Max Brauns Einladung erreichte Paul Armfield zu einem besonderen Zeitpunkt. 20 Jahre lang hatte er auf der Isle of Wight eine Buchhandlung geführt. Als dieses Arbeitsverhältnis endete, übernahm er die Leitung eines Art Centers – ein Fulltime-Job, der ihm keine Zeit mehr ließ für seine Musik. 2015 war sein letztes Album erschienen: „Found“ ließ eine ganze Reihe großer Vorbilder aufscheinen, von Jacques Brel bis zu Scott Walker.
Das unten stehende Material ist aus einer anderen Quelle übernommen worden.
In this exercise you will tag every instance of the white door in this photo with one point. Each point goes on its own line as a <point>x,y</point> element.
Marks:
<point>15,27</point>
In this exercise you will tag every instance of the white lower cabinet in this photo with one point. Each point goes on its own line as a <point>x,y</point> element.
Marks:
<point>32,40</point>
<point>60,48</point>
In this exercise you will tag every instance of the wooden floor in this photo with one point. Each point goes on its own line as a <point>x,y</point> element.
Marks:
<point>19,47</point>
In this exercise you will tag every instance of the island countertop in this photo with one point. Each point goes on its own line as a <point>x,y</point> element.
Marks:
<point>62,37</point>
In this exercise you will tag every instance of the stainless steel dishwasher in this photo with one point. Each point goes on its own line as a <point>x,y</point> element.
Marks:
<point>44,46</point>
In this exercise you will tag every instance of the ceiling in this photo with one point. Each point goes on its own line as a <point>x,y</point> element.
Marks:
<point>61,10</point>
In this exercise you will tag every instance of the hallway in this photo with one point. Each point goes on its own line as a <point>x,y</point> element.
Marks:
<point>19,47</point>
Nun wollte Armfield sich wieder ganz der Musik zuwenden, kündigte seine Stellung – und fand in Stuttgart zu sich selbst.

Ein Leben in Isolation

Auf „Domestic“ schwebt seine Stimme gelassen und gefühlvoll im federnden Gewebe von Max Brauns Arrangements. „January“ heißt das erste Stück, vom neuen Jahr und neuen Vorsätzen ist darin die Rede, vom kalten Wind, vom schmelzenden Schnee. Dagegen setzt die Musik das Gefühl tiefer Geborgenheit, heimischer Wärme.
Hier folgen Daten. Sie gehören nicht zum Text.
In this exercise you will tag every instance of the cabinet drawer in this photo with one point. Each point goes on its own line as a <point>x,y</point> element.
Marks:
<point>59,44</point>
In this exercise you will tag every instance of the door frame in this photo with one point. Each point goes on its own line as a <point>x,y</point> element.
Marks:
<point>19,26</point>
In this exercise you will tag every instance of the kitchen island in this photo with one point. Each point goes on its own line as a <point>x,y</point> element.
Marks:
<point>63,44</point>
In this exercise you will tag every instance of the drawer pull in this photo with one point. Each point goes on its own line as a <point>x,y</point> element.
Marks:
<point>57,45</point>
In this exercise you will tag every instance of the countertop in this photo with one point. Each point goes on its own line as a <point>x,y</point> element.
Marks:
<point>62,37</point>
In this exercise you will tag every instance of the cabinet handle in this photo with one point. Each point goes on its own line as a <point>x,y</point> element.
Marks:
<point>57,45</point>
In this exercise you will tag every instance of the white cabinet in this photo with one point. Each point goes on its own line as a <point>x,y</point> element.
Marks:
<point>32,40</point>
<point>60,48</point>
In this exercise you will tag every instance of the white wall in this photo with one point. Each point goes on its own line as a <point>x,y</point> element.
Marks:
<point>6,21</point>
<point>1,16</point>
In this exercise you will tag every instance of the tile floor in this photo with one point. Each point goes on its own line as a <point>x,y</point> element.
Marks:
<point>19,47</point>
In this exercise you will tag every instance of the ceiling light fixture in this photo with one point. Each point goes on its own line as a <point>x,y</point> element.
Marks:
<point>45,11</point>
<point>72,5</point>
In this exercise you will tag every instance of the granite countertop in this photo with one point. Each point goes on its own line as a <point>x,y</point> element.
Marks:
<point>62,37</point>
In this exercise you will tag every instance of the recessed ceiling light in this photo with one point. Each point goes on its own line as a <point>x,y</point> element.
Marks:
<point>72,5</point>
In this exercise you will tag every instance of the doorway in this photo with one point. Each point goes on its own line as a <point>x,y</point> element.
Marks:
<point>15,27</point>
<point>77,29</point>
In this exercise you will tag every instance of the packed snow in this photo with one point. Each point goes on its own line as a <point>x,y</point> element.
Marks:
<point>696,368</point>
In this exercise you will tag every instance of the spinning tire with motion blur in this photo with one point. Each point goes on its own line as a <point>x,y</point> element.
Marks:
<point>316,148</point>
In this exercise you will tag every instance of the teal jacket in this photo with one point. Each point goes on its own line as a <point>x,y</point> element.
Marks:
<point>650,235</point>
Zweimal flog Paul Armfield nach Stuttgart, um mit Max Braun an diesem Album zu arbeiten, im Herbst 2018, im Frühjahr 2019. Er hatte sich in eine Isolation zurückgezogen, um an seiner Musik zu arbeiten und nachzudenken. Auch Großbritannien erlebt schwierige Zeiten, nicht nur der Brexit ist Ursache dafür. „Domestic“ ist ein Album, das scheinbar unpolitisch vom Rückzug ins Private erzählt. „Aber sicher fühle ich mich als Europäer“, sagt Paul Armfield. Mit seinen Liedern möchte er die Rolle einer liberalen Elite infrage stellen, der er die Schuld am Rechtsruck der Gesellschaft zuschreibt.
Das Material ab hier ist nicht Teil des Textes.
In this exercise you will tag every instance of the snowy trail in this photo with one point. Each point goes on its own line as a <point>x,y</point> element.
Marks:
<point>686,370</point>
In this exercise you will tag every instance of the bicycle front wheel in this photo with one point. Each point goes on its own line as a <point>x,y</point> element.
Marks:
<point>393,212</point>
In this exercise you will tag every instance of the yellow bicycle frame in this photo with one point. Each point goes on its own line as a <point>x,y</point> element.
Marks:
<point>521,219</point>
Als nächstes kommt ein Cover-Album

„Found“ hatte Armfield mit zahlreichen Musikern zu Hause eingespielt und selbst produziert. In Stuttgart wurde er von nur wenigen Musikern begleitet – Giulio Cantore spielt verschiedene Gitarren, Max Braun zahlreiche Instrumente, Laura Braun singt bei zwei Titeln Background. Gabriel Schütz und Johann Polzer, Drummer der Stuttgarter Band BRTHR, sind an Schlagzeug und Percussion zu hören. Armfield begab sich dabei in die Hände von Max Braun – und ist begeistert von den Ergebnissen: „Je älter man wird, desto mehr möchte man sich von seinen Vorbildern lösen“, sagt er. „Max hat mir geholfen, mich selbst und meine Musik besser kennenzulernen. Ich habe ihm ganz vertraut.“

In England arbeitet Paul Armfield nun an seinem ersten Cover-Album. Ausschließlich Stücke aus dem Jahr 1980 sollen sich auf ihm finden, sparsam arrangiert für Kontrabass, Gitarre, Stimme, Drummachine, viele bekannte und einige weniger bekannte Titel. „1980 war ein wichtiges Jahr für mich“, sagt er. „Damals haben wir noch alle dieselbe Musik gehört, und damals begann ich, den Kontrabass zu spielen.“ Über das nächste Album, das er in Stuttgart aufnehmen möchte, hat Armfield bereits mit Max Braun gesprochen. Lange zuvor, noch in diesem November, hätte er eigentlich gerne seine Lieder in Stuttgart vorgestellt, dort wo sich er und Max Braun zum ersten Mal begegneten und diese Geschichte ihren Anfang nahm, im Café Galao.